I met him only once, but during our extended conversation (at an airport where we were awaiting boarding of a delayed flight), I came to realize that, to quote the Bard, Judge Bork’s qualities were such that:
Whenever the bright sun of heaven shall shine,
His honor and the greatness of his name, shall be…
Requiescat in pace.
Lawrence Auster writes at VFR:
The battle over Bork’s nomination to the Supreme Court in Fall 1987 was a landmark event in modern American history. Using a Sony Walkman at a law office where I was then working as a temp (ironically, it was the radical leftist law firm in Greenwich Village headed by Leonard Boudin, father of the Weather Underground terrorist Kathy Boudin), I listened, enthralled, to Bork’s testimony to the Senate Judiciary Committee. With his comprehensive understanding of the Constitution and ability to state it so clearly, which set him off from the mental sparrows who usually were nominated to the Supreme Court before and after him (think O’Connor, Kennedy, Souter), I felt I was listening to a mind with the same scope as Hamilton’s or Madison’s.
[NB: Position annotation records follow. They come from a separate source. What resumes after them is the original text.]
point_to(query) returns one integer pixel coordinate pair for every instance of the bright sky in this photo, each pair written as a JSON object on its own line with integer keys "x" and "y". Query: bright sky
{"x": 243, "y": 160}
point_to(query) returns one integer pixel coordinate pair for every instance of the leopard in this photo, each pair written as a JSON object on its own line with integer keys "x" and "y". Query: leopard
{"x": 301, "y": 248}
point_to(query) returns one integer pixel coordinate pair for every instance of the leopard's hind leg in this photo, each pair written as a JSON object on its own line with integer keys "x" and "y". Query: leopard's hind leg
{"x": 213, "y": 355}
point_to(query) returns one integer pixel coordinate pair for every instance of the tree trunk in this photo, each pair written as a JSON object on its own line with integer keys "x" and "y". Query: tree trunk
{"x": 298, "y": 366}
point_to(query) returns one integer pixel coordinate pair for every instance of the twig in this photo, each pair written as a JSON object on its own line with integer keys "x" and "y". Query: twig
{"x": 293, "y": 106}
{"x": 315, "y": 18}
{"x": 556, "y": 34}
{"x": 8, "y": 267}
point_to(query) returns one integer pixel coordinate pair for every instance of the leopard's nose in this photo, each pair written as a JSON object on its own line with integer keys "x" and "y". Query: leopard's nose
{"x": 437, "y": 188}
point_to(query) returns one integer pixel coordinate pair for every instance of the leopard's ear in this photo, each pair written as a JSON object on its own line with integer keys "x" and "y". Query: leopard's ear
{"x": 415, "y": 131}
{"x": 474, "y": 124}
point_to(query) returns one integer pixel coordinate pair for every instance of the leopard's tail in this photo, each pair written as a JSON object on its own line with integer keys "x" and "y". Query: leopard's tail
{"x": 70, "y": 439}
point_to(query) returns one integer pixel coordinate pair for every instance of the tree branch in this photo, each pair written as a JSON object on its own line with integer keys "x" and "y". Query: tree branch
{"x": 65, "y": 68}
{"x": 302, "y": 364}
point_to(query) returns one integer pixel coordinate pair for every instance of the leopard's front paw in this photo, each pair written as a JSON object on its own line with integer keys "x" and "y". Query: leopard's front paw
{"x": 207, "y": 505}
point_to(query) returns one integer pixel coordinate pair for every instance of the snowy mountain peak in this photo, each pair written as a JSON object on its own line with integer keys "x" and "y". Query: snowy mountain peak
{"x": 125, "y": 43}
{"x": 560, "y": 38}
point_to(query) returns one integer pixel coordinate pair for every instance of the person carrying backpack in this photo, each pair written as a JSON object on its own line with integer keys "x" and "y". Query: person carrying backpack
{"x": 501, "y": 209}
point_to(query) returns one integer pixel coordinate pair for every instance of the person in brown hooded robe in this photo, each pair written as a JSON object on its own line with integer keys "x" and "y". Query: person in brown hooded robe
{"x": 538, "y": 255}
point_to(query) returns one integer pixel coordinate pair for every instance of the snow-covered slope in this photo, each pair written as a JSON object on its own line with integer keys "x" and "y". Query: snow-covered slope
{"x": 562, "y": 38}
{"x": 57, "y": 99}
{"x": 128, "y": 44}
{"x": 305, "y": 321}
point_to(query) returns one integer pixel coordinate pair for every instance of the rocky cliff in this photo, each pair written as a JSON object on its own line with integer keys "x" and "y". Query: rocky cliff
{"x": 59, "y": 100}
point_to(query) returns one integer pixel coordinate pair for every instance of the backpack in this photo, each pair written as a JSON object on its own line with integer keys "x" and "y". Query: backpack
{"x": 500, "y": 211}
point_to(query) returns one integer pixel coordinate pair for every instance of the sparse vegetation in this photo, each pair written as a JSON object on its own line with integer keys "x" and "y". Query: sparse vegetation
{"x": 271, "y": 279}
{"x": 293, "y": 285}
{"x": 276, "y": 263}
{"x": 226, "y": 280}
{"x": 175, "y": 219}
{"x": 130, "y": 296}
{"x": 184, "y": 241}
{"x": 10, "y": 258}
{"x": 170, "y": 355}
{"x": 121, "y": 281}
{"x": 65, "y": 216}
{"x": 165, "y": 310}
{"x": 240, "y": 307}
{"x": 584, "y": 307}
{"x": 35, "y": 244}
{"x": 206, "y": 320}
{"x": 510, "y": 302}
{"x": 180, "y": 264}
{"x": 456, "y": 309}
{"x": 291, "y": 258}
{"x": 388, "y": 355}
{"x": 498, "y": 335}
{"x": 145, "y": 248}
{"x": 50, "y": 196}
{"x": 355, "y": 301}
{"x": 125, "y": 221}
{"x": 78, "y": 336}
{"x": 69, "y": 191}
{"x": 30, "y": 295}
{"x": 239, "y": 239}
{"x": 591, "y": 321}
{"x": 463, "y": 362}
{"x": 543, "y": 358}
The lynching of Bork by the Democrats, led by the beyond-egregious Edward Kennedy, has frequently been identified as the beginning of the politics of personal destruction. Listening to Kennedy’s shockingly vile smearing of Bork at the hearings ended the last tiny bit of vestigial affection I had had for him. After that, I regarded him as simply a thug, and never veered from that view.